Windstream has joined the Open Network Automation Platform (ONAP) Project, signaling the telco’s desire to set the stage to implement software-defined networking and network functions virtualization across its network architecture.
The service provider was one of several companies, including Juniper and Red Hat that recently joined ONAP as a member.
ONAP is the result of the merger earlier this year of ECOMP and the Open Orchestrator Project (OPEN-O) under the auspices of the Linux Foundation. Through its efforts to develop a common open source framework for network automation, ONAP is becoming one of the key vehicles for minimizing the fragmentation within the SDN market.
Already, Windstream is moving towards a virtualized network environment, starting with its optical network.
The service provider recently introduced SDNow (Software Defined Network Orchestrated Waves) for wholesale content and service provider customers. Set to be launched five major third-party carrier neutral data centers in Chicago, Dallas, the Ashburn, Virginia, area, Miami and Atlanta, Windstream plans to expand SDNow to 50 additional locations this summer.
Windstream set the pace for its SDN plans last year when it employed Ciena’s Blue Planet to automate how it delivers wavelength services across its multi-vendor optical network.
As Windstream continues to migrate towards SDN, the service provider will be able to leverage ONAP resources to maximize the technology standardization and adoption required in a complex, multi-vendor environment.
While the data center is the first application, Windstream indicated it could apply SDN and NFV to accommodate an array of residential, small to medium business, enterprise and wholesale services. Additionally, the service provider can further develop operational benefits such as automation and acceleration for both service ordering and installation.
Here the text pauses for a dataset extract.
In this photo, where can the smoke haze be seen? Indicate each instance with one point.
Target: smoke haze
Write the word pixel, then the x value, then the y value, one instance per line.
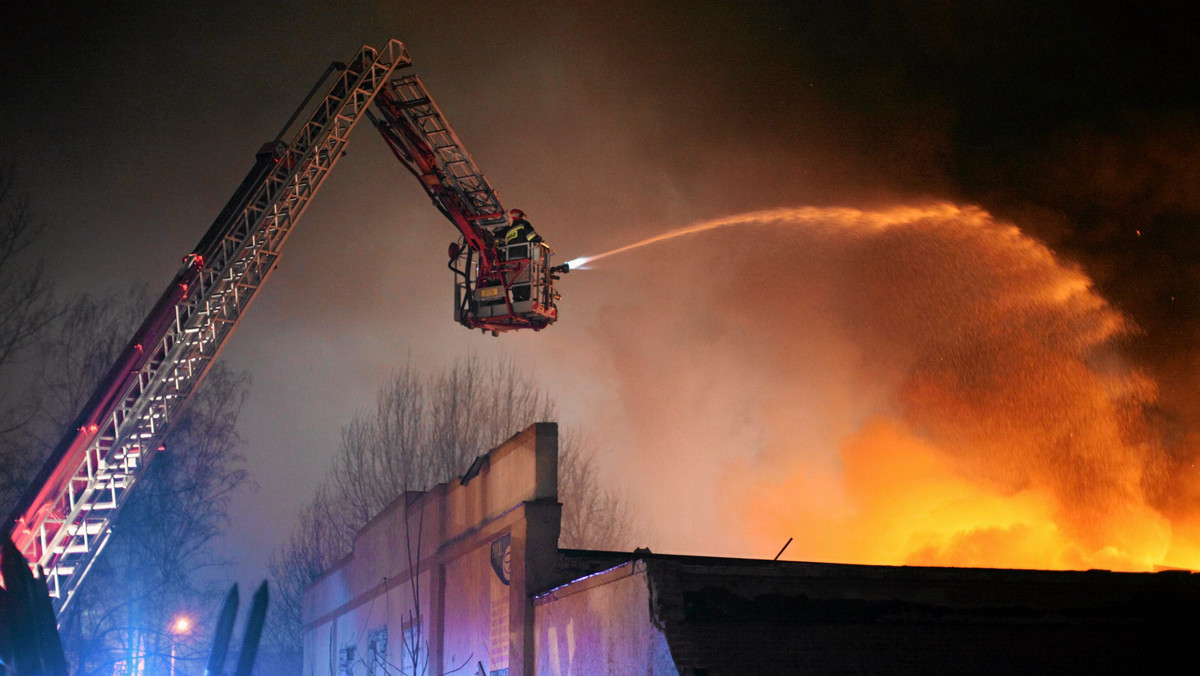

“Combined with our rapid advances in SDN, Windstream’s participation in ONAP increases the value of our network for all of our customers, as we move to virtualization and cloud-based technologies that offer affordable and efficient next-generation services,” said Art Nichols, VP of network architecture and technology for Windstream, in a release. “For example, not only does our SDNow solution offer automation and accelerated service delivery, but it forges the path that will allow us to deliver flexible, on-demand services across our multi-vendor network ecosystem.”